Rubén Ramos

Personal information
- Full name: Rubén Ramos Martínez
- Date of birth: 31 January 1989 (age 37)
- Place of birth: Leganés, Spain
- Height: 1.82 m (6 ft 0 in)
- Position: Forward

Youth career
- 1995–2007: Atlético Madrid

Senior career*
- Years: Team / Apps / (Gls)
- 2007–2009: Atlético Madrid B / 54 / (14)
- 2009–2011: Real Madrid B / 19 / (3)
- 2011: Brescia / 4 / (0)
- 2012: Lucena / 10 / (0)
- 2012–2013: Fuenlabrada / 36 / (14)
- 2013–2014: Puerta Bonita / 35 / (3)
- 2014–2016: Alcoyano / 62 / (4)
- 2016–2017: Murcia / 13 / (1)
- 2017–2018: SS Reyes / 30 / (5)
- 2018–2019: Internacional Madrid / 18 / (5)
- 2019: Castellón / 16 / (2)
- 2019–2022: Internacional Madrid / 84 / (16)
- 2022–2023: Las Rozas / 24 / (3)

International career
- 2006: Spain U17 / 11 / (5)
- 2007: Spain U19 / 1 / (0)

= Rubén Ramos (footballer, born 1989) =

Spanish footballer

Rubén Ramos Martínez (/es/; born 31 January 1989) is a Spanish professional footballer who plays as a forward.

==Club career==
Born in Leganés, Madrid, Ramos only played lower league football in his country, starting out at Atlético Madrid B in the 2007–08 season. In 2009, he moved to city rivals Real Madrid, and was assigned to the reserves also in the Segunda División B.

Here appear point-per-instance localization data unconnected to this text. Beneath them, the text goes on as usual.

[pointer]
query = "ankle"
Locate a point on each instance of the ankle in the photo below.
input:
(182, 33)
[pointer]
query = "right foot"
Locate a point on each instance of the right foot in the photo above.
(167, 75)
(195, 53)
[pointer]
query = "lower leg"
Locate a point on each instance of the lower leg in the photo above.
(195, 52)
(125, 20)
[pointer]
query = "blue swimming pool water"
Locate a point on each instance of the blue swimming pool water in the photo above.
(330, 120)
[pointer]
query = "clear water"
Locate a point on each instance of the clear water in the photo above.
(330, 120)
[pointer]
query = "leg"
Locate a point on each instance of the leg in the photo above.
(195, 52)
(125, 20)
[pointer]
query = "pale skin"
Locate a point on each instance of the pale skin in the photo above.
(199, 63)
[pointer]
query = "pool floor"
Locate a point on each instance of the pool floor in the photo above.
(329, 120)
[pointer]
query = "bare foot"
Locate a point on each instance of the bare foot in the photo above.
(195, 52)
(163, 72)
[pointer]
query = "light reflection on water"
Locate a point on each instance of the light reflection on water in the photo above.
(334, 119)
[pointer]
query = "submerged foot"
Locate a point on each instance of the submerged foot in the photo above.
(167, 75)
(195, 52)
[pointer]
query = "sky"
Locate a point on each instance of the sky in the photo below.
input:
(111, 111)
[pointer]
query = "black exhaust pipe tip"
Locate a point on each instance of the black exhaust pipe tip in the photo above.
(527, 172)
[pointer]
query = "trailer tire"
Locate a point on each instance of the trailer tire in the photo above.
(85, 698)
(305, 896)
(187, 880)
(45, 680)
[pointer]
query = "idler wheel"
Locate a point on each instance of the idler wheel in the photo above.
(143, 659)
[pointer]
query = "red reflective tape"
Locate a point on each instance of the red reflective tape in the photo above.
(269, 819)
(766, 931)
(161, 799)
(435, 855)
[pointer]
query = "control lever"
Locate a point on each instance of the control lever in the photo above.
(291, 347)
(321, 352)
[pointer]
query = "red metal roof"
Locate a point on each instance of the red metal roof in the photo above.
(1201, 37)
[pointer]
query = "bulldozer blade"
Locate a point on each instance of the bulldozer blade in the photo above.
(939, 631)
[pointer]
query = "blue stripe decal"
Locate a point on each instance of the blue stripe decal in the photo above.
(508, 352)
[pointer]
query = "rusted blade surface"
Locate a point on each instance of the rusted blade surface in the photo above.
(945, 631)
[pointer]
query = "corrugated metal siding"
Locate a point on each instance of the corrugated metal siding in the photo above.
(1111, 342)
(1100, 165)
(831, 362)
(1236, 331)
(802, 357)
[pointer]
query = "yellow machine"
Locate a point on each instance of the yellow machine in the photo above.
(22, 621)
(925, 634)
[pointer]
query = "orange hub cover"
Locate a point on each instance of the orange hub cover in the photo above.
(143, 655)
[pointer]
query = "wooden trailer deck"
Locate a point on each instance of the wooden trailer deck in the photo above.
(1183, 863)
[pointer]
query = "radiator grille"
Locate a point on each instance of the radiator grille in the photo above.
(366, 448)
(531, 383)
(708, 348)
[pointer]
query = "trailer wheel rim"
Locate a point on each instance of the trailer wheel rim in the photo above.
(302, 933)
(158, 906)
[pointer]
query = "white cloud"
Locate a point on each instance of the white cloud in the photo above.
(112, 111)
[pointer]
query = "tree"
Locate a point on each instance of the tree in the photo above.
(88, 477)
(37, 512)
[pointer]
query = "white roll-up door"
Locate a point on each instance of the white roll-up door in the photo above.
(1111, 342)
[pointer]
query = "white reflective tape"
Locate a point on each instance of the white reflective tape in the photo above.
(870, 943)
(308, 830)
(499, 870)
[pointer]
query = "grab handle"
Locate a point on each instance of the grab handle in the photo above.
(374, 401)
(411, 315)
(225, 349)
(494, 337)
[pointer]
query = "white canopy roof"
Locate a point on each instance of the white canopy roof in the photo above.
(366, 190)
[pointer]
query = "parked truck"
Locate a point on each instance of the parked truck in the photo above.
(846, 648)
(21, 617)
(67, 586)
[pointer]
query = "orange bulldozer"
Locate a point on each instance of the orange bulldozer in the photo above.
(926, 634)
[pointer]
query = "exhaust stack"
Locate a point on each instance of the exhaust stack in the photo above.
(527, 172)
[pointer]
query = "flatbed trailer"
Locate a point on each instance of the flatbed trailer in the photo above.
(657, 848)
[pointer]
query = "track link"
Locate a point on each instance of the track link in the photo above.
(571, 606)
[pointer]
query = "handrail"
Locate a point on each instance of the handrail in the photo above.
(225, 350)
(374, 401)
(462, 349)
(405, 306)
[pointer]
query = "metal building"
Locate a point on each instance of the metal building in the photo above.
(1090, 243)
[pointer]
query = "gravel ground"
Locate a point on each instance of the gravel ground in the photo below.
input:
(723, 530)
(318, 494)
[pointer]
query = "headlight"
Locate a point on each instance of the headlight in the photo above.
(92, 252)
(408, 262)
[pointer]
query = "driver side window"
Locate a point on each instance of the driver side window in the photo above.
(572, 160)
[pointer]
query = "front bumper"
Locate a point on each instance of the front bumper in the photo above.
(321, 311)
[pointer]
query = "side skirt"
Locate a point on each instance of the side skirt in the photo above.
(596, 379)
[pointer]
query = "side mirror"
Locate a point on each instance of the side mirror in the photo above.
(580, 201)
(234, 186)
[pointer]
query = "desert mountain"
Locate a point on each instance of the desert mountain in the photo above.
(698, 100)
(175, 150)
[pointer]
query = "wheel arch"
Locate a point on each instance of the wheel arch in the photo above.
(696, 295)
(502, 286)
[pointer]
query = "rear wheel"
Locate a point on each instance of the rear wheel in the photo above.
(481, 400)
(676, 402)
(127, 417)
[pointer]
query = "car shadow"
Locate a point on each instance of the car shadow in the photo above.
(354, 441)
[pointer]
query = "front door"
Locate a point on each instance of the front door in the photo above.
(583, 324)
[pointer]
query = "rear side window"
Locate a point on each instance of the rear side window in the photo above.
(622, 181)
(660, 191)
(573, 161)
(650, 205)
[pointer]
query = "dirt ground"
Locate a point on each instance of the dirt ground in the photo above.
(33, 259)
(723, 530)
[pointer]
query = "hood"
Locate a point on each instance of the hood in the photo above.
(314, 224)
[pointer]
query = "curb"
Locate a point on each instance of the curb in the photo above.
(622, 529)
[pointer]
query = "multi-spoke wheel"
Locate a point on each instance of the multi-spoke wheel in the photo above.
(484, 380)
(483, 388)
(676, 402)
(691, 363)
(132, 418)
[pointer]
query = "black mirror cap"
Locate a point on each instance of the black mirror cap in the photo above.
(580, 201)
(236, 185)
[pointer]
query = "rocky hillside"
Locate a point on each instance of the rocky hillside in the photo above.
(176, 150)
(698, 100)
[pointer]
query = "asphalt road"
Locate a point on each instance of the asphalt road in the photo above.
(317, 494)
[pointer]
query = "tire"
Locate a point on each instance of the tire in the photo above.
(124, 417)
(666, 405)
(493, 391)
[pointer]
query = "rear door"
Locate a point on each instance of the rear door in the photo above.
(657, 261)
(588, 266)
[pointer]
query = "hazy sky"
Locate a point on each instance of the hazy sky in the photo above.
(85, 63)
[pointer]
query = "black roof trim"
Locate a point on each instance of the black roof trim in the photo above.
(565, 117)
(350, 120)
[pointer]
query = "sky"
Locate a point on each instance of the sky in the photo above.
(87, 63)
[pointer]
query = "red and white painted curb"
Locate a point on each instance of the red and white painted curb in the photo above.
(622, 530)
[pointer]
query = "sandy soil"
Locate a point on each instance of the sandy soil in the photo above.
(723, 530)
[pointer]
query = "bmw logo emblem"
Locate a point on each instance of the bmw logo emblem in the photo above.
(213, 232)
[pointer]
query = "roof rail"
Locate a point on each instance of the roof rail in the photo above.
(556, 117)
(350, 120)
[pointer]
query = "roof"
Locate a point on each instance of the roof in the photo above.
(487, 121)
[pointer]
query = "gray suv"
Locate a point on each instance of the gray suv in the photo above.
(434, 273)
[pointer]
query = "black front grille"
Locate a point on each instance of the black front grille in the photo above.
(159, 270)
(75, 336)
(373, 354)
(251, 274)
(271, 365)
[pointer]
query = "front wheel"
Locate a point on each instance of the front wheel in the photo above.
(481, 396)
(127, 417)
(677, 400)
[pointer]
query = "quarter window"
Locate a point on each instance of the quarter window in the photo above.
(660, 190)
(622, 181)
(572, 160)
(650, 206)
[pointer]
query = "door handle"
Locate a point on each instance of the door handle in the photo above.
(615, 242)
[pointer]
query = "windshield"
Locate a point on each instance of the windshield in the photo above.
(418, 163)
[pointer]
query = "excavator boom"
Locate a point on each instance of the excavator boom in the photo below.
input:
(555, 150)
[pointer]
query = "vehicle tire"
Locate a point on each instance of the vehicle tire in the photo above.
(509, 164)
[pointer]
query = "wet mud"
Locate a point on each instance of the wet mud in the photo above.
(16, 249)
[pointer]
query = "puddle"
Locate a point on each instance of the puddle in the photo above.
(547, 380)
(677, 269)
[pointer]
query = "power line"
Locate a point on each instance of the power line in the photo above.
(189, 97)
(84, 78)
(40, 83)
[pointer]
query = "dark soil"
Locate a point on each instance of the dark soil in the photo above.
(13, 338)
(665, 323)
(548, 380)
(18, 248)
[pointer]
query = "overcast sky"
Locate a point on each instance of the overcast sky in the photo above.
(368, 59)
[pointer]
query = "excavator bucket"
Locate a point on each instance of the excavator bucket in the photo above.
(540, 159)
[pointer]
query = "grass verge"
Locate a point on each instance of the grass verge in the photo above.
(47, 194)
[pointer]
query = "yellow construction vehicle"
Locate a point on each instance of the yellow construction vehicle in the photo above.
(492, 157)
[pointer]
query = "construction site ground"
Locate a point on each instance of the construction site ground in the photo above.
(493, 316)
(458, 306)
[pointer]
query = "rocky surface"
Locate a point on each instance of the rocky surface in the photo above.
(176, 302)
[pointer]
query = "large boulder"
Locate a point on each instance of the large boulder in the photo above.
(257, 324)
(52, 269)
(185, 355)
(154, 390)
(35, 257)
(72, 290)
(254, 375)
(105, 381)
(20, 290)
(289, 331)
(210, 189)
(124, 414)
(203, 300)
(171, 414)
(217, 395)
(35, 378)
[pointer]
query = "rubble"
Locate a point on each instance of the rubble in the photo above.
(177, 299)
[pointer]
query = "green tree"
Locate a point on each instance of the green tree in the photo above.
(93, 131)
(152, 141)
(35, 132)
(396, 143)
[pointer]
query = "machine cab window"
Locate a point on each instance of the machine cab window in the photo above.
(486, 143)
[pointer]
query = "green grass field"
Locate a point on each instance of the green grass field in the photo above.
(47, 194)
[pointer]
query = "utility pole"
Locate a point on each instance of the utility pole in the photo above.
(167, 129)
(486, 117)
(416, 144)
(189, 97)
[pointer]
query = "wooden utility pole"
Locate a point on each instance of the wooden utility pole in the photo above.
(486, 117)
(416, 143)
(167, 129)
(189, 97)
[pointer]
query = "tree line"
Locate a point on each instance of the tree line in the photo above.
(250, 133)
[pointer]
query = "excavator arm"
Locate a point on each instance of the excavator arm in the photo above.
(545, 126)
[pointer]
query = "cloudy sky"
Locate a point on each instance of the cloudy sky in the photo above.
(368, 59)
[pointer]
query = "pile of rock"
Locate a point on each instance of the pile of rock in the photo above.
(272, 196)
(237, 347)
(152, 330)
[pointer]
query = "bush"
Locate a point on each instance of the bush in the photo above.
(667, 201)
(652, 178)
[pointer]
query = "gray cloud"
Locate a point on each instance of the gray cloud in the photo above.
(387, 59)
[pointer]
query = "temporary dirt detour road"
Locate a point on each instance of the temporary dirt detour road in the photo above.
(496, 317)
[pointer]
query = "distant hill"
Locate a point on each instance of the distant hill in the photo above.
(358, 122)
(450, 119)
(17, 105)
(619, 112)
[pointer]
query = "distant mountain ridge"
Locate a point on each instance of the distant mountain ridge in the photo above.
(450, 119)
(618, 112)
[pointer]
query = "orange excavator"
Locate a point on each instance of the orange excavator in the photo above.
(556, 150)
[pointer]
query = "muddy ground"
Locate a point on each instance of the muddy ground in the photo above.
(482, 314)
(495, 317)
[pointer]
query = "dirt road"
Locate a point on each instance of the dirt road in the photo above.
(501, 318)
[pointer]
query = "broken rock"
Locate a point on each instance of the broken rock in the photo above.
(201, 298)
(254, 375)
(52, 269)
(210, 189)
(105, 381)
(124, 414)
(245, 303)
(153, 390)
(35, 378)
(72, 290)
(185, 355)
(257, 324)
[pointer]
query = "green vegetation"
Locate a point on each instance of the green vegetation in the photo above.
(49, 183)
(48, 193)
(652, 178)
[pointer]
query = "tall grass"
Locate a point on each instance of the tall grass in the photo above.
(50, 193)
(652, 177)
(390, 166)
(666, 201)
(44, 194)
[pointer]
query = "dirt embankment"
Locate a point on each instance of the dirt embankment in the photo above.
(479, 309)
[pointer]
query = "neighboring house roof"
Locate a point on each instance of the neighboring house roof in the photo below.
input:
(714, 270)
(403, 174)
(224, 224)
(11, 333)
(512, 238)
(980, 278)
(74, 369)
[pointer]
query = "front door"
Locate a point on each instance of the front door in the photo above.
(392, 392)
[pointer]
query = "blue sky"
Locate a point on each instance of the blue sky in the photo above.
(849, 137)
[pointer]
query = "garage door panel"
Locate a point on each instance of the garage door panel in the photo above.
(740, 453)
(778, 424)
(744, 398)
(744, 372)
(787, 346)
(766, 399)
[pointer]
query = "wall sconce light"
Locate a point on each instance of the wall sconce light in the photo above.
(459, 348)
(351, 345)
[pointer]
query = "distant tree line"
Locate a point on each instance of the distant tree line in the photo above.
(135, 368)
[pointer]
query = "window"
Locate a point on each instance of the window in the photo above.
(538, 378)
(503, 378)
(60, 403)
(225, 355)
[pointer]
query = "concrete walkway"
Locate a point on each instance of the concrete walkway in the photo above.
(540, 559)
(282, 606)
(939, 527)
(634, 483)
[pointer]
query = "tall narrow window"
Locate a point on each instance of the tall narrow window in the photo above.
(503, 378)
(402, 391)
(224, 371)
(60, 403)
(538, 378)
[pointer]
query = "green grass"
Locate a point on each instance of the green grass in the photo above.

Free agent Ramos signed with Italian club Brescia Calcio in August 2011, but the international clearance only arrived two months later. He played the first of only four matches as a professional on 8 October, coming on as a 68th-minute substitute in a 2–1 away loss against Calcio Padova in the Serie B.

Ramos returned to Spain in January 2012, joining Lucena CF of the third division. He continued to compete in that tier in the following years, representing CF Fuenlabrada, CD Puerta Bonita, CD Alcoyano, Real Murcia, UD San Sebastián de los Reyes, Internacional de Madrid (two spells) and CD Castellón.